Luís Sepúlveda (per gli amici “Lucho”, che è un diminutivo, ma in spagnolo vuole anche dire “io combatto”) è arrivato nella storia dei Modena City Ramblers come parte di un gruppo di scrittori, tutti latinoamericani: Paco Ignacio Taibo II, Daniél Chavarría, Leonardo Padura, Rolo Díez. Questo gruppo, che chiamava se stesso “la Banda”, ci ha insegnato tre cose.
La prima: la partita non è finita. In quegli anni (fine 90) c’era aria di normalizzazione: Mani Pulite era finita senza il rinnovamento che speravamo, e tutto sembrava immobile. Questi autori avevano preso batoste di tutti i tipi (Lucho era stato torturato dal regime di Pinochet, per dire). Ma invece di essere, come noi, negativi, si rialzavano e continuavano, ancora più convinti di prima.
La seconda: fare gruppo. Al di là degli stili diversi, delle sensibilità differenti, questi scrittori si appoggiavano l’uno all’altro, si sostenevano a vicenda, erano una vera risorsa gli uni per gli altri. Il loro altruismo e spirito di gruppo è stato una fonte di ispirazione. Il nostro gruppo naturale di riferimento, i gruppi italiani più o meno alternativi di allora, non facevano niente del genere. Al contrario, c’erano spesso piccole rivalità.

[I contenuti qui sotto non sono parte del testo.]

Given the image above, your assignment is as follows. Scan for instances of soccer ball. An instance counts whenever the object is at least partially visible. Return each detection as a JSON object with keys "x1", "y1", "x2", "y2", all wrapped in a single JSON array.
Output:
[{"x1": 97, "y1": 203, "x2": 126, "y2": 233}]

La terza: c’è molta gioia nel lavoro comune per una causa sensata. Questi autori erano persone allegre, ottimiste, positive, nonostante i vissuti a volte pesantissimi di persecuzione, esilio, prigione, tortura. Nel 1999 siamo andati a Gijón, in Spagna, dove Lucho si era trasferito, per partecipare alla festa del suo cinquantesimo compleanno. Il suo percorso scaldava il cuore: dalla galera di Pinochet alla sicurezza della Spagna, l’amore della compagna con cui si era riunito (anche lei ex perseguitata dal regime cileno), il successo come scrittore. Quasi tutti i componenti della Banda erano presenti, per festeggiare lui, e la strada fatta insieme. Li guardavamo, a tavola, scambiarsi storie buffe e terribili, chiamarsi a vicenda “compañero de toda la vida” con tanto di mano sul cuore. Esprimevano sentimenti forti e sinceri, ma con una strizzata d’occhio allo stereotipo del sudamericano sentimentale. E pensavo: queste sono buone vite, anch’io voglio vivere una vita così.
Questi tre insegnamenti mi sono rimasti. Sono stati patrimonio comune dell’esperienza dei Modena City Ramblers per come l’ho vissuta. E li ho portati con me nella mia vita attuale di imprenditore sociale “mutante”. Combattere per una causa degna, con un gruppo di persone che ami e ammiri, e perfino qualche probabilità di vincere: se non è la ricetta per la felicità, ci va molto vicino.
Ave atque vale, Lucho. Ti sei battuto bene. Spero che, alla fine, si potrà dire lo stesso di tutti noi.